Charles Johnson, père de deux enfants, dont la femme est décédée après avoir donné naissance à leur deuxième enfant, a déclaré à TODAY qu’il pense souvent à Sims. Kira Johnson, une femme noire de 39 ans, a subi une césarienne de routine en avril 2016 et est décédée quelques heures plus tard d’une hémorragie interne post-partum.

« Lorsque j’ai appris l’existence du Dr Sims, j’ai été soufflé que les répercussions de son travail soient encore si présentes dans l’obstétrique moderne », a déclaré Johnson, qui vit avec ses jeunes garçons à Atlanta, en Géorgie. « Je refuse de croire que, si (Kira) avait été de race blanche, cela se serait produit. »

Johnson a depuis créé 4Kira4Moms, une fondation qui milite pour une réglementation plus stricte en matière de santé maternelle. Il pense également que raconter l’histoire complète de Sims est crucial pour protéger les mamans noires – mais ce n’est que « la première étape », a-t-il dit.
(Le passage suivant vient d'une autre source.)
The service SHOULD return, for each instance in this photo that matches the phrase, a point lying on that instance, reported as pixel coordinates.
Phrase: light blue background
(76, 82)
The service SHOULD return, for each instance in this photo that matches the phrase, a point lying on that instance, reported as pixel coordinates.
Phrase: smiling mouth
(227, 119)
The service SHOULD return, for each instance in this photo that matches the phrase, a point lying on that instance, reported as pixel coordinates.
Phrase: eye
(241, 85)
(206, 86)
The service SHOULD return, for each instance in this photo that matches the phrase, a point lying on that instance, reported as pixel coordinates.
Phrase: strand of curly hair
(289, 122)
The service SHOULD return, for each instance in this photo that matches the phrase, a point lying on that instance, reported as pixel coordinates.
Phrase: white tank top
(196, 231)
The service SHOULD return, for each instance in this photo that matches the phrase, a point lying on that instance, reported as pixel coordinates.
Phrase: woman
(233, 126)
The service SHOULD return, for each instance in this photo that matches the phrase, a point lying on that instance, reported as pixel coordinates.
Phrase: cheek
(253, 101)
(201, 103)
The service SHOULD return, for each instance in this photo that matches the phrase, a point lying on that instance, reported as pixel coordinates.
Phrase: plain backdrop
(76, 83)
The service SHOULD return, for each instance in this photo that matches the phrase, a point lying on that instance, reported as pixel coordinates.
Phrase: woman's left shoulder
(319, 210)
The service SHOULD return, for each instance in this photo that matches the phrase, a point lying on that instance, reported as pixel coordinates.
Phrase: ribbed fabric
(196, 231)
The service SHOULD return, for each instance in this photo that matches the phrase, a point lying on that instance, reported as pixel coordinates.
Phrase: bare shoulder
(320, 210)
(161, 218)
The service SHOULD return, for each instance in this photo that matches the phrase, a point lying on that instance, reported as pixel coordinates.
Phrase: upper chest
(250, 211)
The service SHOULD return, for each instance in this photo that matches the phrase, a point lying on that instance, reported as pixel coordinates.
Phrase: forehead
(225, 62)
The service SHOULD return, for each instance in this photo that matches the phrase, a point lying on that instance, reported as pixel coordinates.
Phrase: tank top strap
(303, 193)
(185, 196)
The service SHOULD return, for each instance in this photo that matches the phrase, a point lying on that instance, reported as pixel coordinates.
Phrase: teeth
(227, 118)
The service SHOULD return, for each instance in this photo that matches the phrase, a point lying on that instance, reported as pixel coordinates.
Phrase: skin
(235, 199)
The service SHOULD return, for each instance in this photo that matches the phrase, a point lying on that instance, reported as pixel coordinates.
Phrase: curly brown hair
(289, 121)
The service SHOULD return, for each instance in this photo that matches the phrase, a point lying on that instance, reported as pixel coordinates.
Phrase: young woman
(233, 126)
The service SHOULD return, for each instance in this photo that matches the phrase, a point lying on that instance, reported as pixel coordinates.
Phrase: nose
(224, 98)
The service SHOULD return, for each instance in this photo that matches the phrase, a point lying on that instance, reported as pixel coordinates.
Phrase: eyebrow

Comment créer un changement dans les pratiques de soins de santé

Johnson, Judd et Phillips ont tous proposé de changer la façon dont les écoles de médecine éduquent les étudiants sur les préjugés raciaux comme une stratégie pour obtenir des résultats plus égaux en matière de soins de santé.

« Nous devons enseigner ces choses sur l’histoire de la profession médicale américaine et comment cela peut avoir des effets catastrophiques. Il faut que ce soit obligatoire », a déclaré Mme Johnson. « Il faut enseigner des histoires spécifiques. Il faut que ce soit plus que des données. Il faut que ce soit réel. »

Depuis la mort de George Floyd, les gens refusent une fois de plus d’honorer l’héritage de Sims. Le président de l’Université de Caroline du Sud, dans l’État d’origine de Sims, est favorable à ce qu’un dortoir pour femmes soit renommé Sims. Une pétition récente a demandé le retrait de la statue de Sims au capitole de l’État de l’Alabama, où il a exercé.

Phillips a déclaré qu’elle est « extrêmement humble et fière » de ce qui se passe alors que de plus en plus de gens apprennent à connaître Lucy, Anarcha et Betsey.

« Pour moi, être une femme médecin afro-américaine […]. Je ne prends pas à la légère le fait d’être maintenant en position de raconter leurs histoires qu’elles n’étaient pas en mesure de raconter (parce que) elles n’avaient pas de voix « , a-t-elle déclaré.

Ceci a été mis à jour le 30 juin 2020 pour refléter les pétitions actuelles visant à renommer les dispositifs médicaux portant le nom de Sims.